October 5, 2009 - Posted by | Culture, Health | , , , , , , , ,


  1. Tarheeltalker: Do all people need health care? Yes,of course, at some point, we all do.

    Goodtimepolitics: I agree with your statement above, but I feel it should be left up to a person desision where to take a gamble to buying insurance or not instead of the government dictating!
    My mother passed at the age of 92 and only went to a hospital ONCE in her lifetime so tell me which would have been more expensive paying for health insurance for 92 years or not? The problem with our health insurance today is people go to the doctor for a hang nail, and once you go to the doctor he wants to see you again and again every one to three months…why? To make money of course!

    Insurance is a gamble for the insurance company and for the person which is what it was meant to be, same as wage insurance, fire insurance or accident insurance, will the government one day dictate to the people that we have to buy all these other insurances?


    Comment by goodtimepolitics | October 5, 2009 | Reply

  2. Interesting point about the government dictating which i believe that they will do, sooner or later. My late father always hated being told he had to have car insurance or homeowner;s insurance. He did not like the government dictating to him.
    By the way, hope you age like your mother-lol

    Comment by Tarheeltalker | October 5, 2009 | Reply

  3. I have along ways to go Tarheeltalker to live a life like my mother. My father passed at the age of around 90 and NEVER was in the hospital or needed a doctor, he passed in 1953. A liitle hard work from sun up til sun down, six days a week and no welfare checks kept them both healthy I would say! 🙂

    What you think about this?
    The federal government is launching a multimillion-dollar investment in plastic slides and monkey bars by using federal stimulus funds to build playgrounds nationwide.

    Many of the playgrounds are being installed on the latest type of rubberized surfaces, funded by the $787 billion stimulus law.

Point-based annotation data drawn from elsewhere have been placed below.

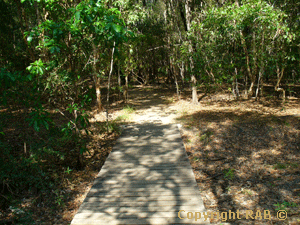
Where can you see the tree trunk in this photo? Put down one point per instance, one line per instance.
(188, 26)
(97, 82)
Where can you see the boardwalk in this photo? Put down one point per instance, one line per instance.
(146, 179)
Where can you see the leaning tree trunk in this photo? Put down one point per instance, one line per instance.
(188, 27)
(97, 82)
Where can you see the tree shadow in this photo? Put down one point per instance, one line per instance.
(247, 160)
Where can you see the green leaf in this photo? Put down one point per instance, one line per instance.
(77, 15)
(29, 39)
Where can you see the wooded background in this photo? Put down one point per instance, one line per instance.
(64, 57)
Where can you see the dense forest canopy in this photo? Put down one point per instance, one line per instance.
(63, 57)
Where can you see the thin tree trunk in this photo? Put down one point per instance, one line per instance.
(279, 77)
(108, 85)
(97, 81)
(250, 74)
(193, 77)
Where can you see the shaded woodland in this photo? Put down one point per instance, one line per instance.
(63, 60)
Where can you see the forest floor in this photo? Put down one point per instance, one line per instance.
(244, 154)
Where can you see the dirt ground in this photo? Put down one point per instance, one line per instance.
(245, 154)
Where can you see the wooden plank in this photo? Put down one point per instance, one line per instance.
(138, 198)
(146, 179)
(142, 209)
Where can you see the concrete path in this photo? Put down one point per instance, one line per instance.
(146, 179)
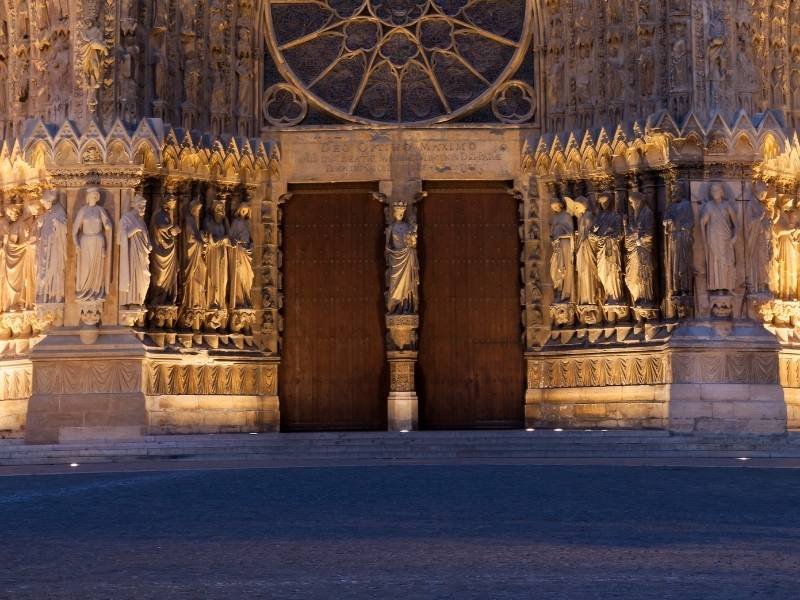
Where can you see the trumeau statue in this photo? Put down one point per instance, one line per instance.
(193, 260)
(758, 239)
(215, 230)
(787, 255)
(91, 233)
(134, 255)
(403, 266)
(585, 258)
(678, 231)
(718, 226)
(639, 238)
(606, 236)
(241, 259)
(51, 251)
(164, 258)
(562, 259)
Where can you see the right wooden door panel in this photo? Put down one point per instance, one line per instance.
(471, 371)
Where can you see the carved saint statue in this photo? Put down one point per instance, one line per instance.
(215, 229)
(241, 259)
(786, 263)
(607, 235)
(91, 233)
(193, 271)
(718, 226)
(585, 258)
(678, 228)
(639, 238)
(51, 251)
(164, 258)
(401, 259)
(758, 239)
(562, 261)
(134, 254)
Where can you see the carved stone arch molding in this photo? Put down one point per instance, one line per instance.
(406, 61)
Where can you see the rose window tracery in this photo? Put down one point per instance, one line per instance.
(398, 61)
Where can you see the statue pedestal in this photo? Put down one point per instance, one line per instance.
(725, 379)
(87, 392)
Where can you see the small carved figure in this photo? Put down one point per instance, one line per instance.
(678, 228)
(401, 259)
(607, 235)
(241, 260)
(193, 272)
(91, 233)
(164, 258)
(718, 226)
(215, 230)
(51, 251)
(134, 255)
(639, 238)
(562, 259)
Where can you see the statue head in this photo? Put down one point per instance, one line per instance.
(243, 212)
(92, 196)
(49, 198)
(717, 193)
(399, 210)
(139, 204)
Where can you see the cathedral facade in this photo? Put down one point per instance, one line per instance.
(241, 216)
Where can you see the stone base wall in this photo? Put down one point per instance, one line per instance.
(212, 414)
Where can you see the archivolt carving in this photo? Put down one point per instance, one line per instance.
(407, 61)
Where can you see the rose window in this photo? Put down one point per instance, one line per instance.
(398, 61)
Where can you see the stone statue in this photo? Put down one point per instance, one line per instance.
(134, 255)
(786, 264)
(215, 229)
(91, 234)
(562, 259)
(718, 226)
(758, 241)
(403, 266)
(678, 231)
(585, 257)
(607, 235)
(164, 258)
(639, 239)
(241, 259)
(52, 251)
(193, 260)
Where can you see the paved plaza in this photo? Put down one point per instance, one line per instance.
(413, 531)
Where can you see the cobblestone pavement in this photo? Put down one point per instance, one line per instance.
(468, 531)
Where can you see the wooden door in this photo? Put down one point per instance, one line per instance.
(333, 373)
(471, 372)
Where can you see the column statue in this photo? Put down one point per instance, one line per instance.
(215, 230)
(193, 260)
(134, 255)
(678, 232)
(241, 260)
(164, 258)
(607, 235)
(562, 259)
(91, 233)
(718, 226)
(403, 266)
(640, 265)
(51, 251)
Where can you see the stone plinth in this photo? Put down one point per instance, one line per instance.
(725, 381)
(87, 392)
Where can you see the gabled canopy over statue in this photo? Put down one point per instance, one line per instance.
(401, 259)
(91, 234)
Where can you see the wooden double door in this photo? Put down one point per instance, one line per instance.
(333, 372)
(470, 371)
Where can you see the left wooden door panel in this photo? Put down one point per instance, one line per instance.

    While allowing seniors and low income to go cold this winter when Obama could be helping to insulate their older homes to hold out the cold and keep the heat in! On top of cuting medicare! Can anyone and I say anyone show me any proof that Obama cares about the seniors and low income in America?


    Comment by goodtimepolitics | October 6, 2009 | Reply

  4. Of course, it is good, it’s for the children.

    Comment by Tarheeltalker | October 6, 2009 | Reply

  5. I guess that since Obama wants children to stay in school longer during the summer months that they will need something to play on……instead of book reading with those extra school days. Why didn’t he suggest less teacher days off which is now quite a few?